Copying shapefiles in spatially sorted (.qix) traversal code
Richard E. Roger
richard.roger at AGRIC.NSW.GOV.AU
Thu Apr 28 23:52:54 PDT 2005
Tim/Schuyler/Frank -- see the messages below mine which prompted this one.
I asked on the list about such a spatial sorting program in a post
entitled "Query: sortshp, spatially clustering shapefiles on disk" on or
about 23rd July 2004. I discussed a couple of references in that message
which deal with this idea well.
I didn't get a positive response, so I did it myself. My program's based
on programs in the mapserver distribution (particularly, maptree.c which
is Frank's).

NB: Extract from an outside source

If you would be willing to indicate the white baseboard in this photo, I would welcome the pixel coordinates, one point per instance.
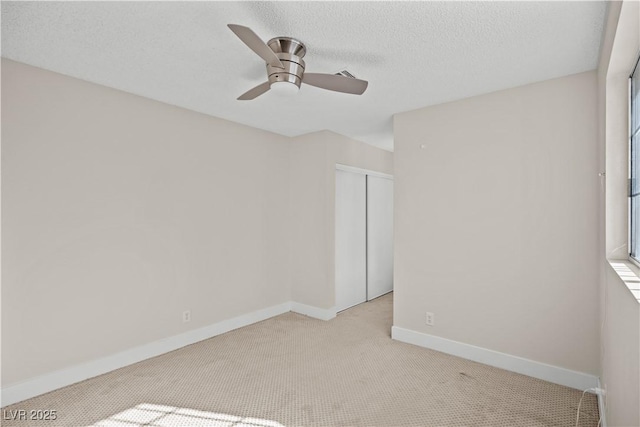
(315, 312)
(64, 377)
(543, 371)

If my memory serves me correctly, it's pretty basic - reads
and writes each shape one at a time, then reads and writes the DBF file
records one at a time. Nevertheless, on our Sun system (a 480R with 16
GB), it sorted the entire cadastre for my state (1.3 GB, 4 million
polygons) in about 8 minutes. I've marginally altered Frank's spatial
indexing so that it visits nodes following a Hilbert-Peano scan, so that
sequential nodes are spatially adjacent.
I shall re-visit my code and polish it up. It would fit in with "shptree"

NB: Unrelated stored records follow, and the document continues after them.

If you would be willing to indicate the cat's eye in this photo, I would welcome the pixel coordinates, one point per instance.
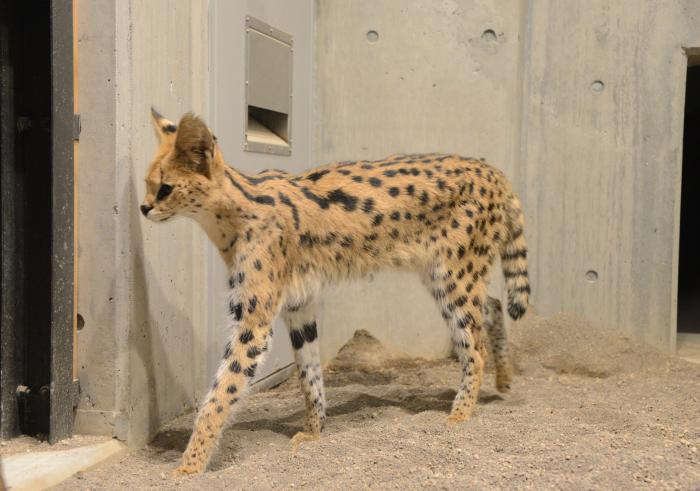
(164, 191)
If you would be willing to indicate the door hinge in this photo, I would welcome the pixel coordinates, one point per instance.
(76, 127)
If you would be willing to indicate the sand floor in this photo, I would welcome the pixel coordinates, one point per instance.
(589, 410)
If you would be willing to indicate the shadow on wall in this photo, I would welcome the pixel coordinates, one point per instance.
(161, 378)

and "maptree" from which it's derived. What's the best way of
contributing this to the codebase?
Sorry about the delayed reply, but I only read the digest.
Regards
Richard E. Roger
"Dr. R. E. Roger NSW Department of
Primary Industries
Spatial Information Officer Systems 161 Kite St
Resource Information Unit Locked Bag 21
ORANGE NSW 2800
ph: (02) 6391 3697 fax: (02) 6391 3740
------------------------------
Date: Wed, 27 Apr 2005 17:19:05 -0500
From: Tim Tsai <ttsai at POBOX.COM>
Subject: Re: tiling shape files, or shptree
On Wed, Apr 27, 2005 at 02:48:07PM -0400, Frank Warmerdam wrote:
> Tim / Schuyler,
>
> Yes, I've thought about that sometimes too. It might be helpful to have
> a tool that would would copy a shapefile in .qix traversal order. That
> is to reorder the features by locality as determined by the quadtree
index.
> That might given the convenient managability of one big shapefile
> with the locality benefits of tiling.
That should help clustering the blocks together. I am not
very familiar with the .qix format but I don't think it actually
tries to balance the quadtree at all right now. A mostly balanced
algorithm with a re-sorted shapefile might be a good approach.
Also, I wonder what would happen if you run a big shapefile through
shp2tile, merge the shape files back sequentially into a big file,
then run shapetree on it. Seems like you'd get most of the effects
of above.
http://www.cs.umd.edu/~brabec/quadtree/ has lots of spatial
index algorithms. One of these days I'll read through all of them.